Abstract

Results of the first measurements of ambient seismic noise of the deep ocean floor below 2000 fathoms are presented. The measurements were made with vertical component seismometers at nine locations. At five stations in the Atlantic Ocean, amplitudes observed at 1 cps were 100 millimicrons at one site, 35 millimicrons at two sites, and less than 1 millimicron at the other two sites. At a station in the Gulf of Mexico, amplitudes of 35 millimicrons at 1 cps were observed. Amplitudes of about 1 millimicron at 1 cps were observed at three sites in the Arctic Ocean.

Amplitudes and periods remained essentially constant during the two days that data were recorded in the Gulf of Mexico and showed no correlation with nearby local meteorological storm activity. During the three days that data were recorded at the noisiest Atlantic site, rising and falling winds and seas over a broad area were weakly reflected as small changes in the amplitude of the ocean bottom noise. Similar small amplitude variations were recorded at Bermuda, 150 nautical miles to the northeast, but the absolute Bermuda amplitudes were an order of magnitude less than those at the noisiest Atlantic site.

Measurements in samples of up to one hour in duration were made in the Arctic Ocean at three stations. The measurements were made at intervals during a 16-day period, and a good correlation was found in both time and amplitude between seismic noise on the ice surface and on the ocean bottom in the band from 1 to 10 cps.

A P-wave train from a distant earthquake was recorded at the noisiest Atlantic site with a signal-to-noise ratio of about 3:1; this was the same signal-to-noise ratio seen nearby at Bermuda with a seismograph of similar response.
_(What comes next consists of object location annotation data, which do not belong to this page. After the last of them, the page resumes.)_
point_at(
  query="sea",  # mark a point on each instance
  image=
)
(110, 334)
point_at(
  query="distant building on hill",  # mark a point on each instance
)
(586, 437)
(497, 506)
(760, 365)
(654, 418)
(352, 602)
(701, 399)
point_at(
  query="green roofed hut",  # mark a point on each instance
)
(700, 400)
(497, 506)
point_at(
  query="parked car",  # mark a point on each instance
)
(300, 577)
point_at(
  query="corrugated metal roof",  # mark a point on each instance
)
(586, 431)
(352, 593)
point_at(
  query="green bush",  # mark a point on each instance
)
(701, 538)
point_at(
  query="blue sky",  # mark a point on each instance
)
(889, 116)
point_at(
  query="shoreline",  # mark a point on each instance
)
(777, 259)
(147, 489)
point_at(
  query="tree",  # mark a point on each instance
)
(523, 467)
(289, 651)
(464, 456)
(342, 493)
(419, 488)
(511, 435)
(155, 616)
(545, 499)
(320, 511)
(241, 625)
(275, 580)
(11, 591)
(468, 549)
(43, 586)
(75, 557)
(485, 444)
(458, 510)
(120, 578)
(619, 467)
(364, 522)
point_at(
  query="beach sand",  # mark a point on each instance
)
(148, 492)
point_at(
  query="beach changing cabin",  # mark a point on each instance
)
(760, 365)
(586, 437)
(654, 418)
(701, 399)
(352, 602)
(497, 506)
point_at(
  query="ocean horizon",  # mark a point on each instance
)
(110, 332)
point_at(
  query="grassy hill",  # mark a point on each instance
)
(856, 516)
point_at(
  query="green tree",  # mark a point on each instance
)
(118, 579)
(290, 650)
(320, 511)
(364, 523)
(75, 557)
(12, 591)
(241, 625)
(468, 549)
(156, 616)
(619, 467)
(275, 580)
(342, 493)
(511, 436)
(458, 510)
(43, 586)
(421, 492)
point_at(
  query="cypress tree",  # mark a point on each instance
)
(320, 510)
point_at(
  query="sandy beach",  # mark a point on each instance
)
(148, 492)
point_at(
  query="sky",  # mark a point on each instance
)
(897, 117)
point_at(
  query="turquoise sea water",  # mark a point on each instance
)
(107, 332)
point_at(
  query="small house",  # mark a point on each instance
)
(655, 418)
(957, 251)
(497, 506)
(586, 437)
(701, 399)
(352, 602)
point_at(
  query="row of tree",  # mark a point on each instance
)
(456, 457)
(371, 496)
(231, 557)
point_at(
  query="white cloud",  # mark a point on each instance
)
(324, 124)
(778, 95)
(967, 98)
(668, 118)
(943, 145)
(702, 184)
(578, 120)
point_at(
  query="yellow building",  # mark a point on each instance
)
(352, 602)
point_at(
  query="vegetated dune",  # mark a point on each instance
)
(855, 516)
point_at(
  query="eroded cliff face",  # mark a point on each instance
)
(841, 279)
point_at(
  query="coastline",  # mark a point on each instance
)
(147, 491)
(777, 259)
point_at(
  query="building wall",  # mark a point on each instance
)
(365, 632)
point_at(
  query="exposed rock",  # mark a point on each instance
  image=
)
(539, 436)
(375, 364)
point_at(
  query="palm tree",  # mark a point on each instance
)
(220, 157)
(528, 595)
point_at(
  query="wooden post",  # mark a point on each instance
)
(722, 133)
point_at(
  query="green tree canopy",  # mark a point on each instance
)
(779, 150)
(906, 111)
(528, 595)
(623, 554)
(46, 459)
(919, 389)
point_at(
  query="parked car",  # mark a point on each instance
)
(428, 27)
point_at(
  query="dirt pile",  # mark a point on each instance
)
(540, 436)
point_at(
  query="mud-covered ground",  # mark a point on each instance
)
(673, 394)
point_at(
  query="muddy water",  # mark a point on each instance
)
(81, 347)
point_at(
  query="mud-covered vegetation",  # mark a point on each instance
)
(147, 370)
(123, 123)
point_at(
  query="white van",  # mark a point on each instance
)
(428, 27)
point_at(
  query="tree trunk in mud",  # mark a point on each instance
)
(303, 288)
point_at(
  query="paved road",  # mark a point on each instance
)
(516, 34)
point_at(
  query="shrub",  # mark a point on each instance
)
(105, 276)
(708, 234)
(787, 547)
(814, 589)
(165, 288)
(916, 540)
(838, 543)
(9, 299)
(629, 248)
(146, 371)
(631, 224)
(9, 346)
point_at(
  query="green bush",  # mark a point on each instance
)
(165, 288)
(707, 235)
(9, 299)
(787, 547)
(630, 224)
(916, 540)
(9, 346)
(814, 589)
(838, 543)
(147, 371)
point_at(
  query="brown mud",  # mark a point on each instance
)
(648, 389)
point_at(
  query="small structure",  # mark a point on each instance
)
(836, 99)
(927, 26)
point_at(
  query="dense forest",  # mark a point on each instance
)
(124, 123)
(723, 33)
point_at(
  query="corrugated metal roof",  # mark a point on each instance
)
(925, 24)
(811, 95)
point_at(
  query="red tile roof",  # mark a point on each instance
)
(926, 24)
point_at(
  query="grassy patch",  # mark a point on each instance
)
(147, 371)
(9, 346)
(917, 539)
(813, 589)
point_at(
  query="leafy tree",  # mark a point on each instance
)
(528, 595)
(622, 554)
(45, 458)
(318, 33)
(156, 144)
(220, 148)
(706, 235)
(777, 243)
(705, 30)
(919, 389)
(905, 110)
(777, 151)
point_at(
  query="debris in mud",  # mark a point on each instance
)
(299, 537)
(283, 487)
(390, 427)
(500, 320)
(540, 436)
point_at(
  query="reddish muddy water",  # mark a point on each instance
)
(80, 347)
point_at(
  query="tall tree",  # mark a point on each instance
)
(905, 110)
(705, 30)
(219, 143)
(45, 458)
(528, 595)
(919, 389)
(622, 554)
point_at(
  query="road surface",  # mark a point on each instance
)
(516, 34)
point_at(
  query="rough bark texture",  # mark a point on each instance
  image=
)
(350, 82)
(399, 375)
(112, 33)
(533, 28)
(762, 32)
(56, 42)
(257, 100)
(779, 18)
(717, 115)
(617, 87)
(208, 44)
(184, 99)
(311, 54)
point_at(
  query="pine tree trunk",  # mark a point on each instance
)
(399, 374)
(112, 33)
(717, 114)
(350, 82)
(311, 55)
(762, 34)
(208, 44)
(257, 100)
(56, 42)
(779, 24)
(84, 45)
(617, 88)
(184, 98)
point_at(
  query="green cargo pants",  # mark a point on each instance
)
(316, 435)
In the Arctic, P waves from an Alaskan shock and a possible PKP phase from a New Zealand shock were recorded. The maximum P-wave signal-to-noise ratio recorded in the Arctic for the Alaskan shock was 250:1. After a correction is made for the difference in epicentral distance, the signal-to-noise ratio at Ogdensburg, New Jersey, for this shock is only 20:1. Ogdensburg is quieter than an average station.